PrintNarc Fleet Telemetry

Aggregate observability across the certified-printer fleet. Provides anonymized, for sufficiently large values of "anonymized", usage reporting to printer manufacturers, filament suppliers, content partners, and such state and federal agencies as may, from time to time, request it. Includes per-spool RFID integration through SightLine Cooperative.

The aggregation thresholds at which an individual operator's prints become attributable are confidential.

Exploratory

PrintNarc Medical Device Gate

In partnership with the leading enterprise additive manufacturing firm, refusal-to-print enforcement for replacement medical-device components in hospital settings without active service-contract authorization. Modeled on the 2020 anesthesia-valve precedent. Preserves the integrity of the device manufacturer's regulatory filings and the unit economics of its service business.

Trauma surgeons may apply for expedited authorization at the partner manufacturer's standard rate card.

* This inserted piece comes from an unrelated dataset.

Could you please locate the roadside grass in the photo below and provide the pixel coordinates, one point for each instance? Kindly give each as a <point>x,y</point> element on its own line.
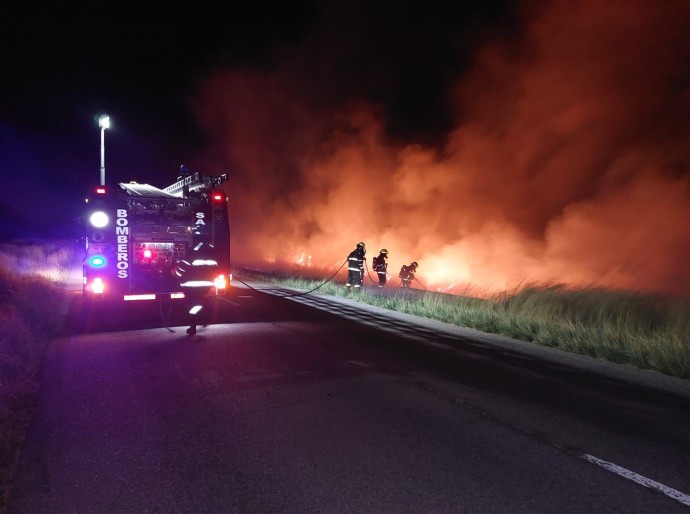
<point>643,330</point>
<point>32,279</point>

PrintNarc is committed to a layered, partner-driven approach to print compliance that respects the legitimate interests of every stakeholder in the additive ecosystem, except the operator, whose interest is the print itself, and is therefore by definition the variable to be managed. We look forward to serving you, and to observing you serve us, throughout the next product cycle.

About PrintNarc™

PrintNarc™ is operated by PrintNarc Compliance Pipeline, a Conforming Implementer of the Responsible Printing™ Blueprint Detection Algorithm Standard. Responsible Printing is the 501(c)(6) industry organization that publishes the algorithmic spec adopted by reference in WA HB 2321, CA AB 2047, and NY S227A.

That paragraph is parody. So is everything else on this site. The bills are real. Washington, California, and New York are debating legislation that would require 3D printer manufacturers to ship a "firearms blueprint detection algorithm," language drawn verbatim from those bills. As written, the algorithm they describe cannot exist: WA HB 2321 §3(b)(ii) requires detecting "modified versions" of known files (a 0.001° rotation defeats any hash; the problem is undecidable in the formal sense), and the legislation proposes felony penalties for non-compliance.

Making firearms for personal use is legal under federal law in the United States. Several states impose additional restrictions; the bills this app parodies layer further restrictions on the tools. The technical premise of "scanning" a file for firearm content collapses on contact with reality: a firearm is, at its irreducible core, a tube that contains a small explosion. You can build one with a length of black-iron pipe and a nail. No detection algorithm can flag every printable shape that could be combined with hardware-store parts to make a weapon, not without rejecting most prints.

This certificate has no legal force. Responsible Printing™ is not a real industry organization. Phil A. Mint is not a real person. The certificate has no legal force. Don't take it to court. Don't try to use this app to evade real laws. Read the bills, read EFF's analysis, and decide for yourself whether the legislation is wise.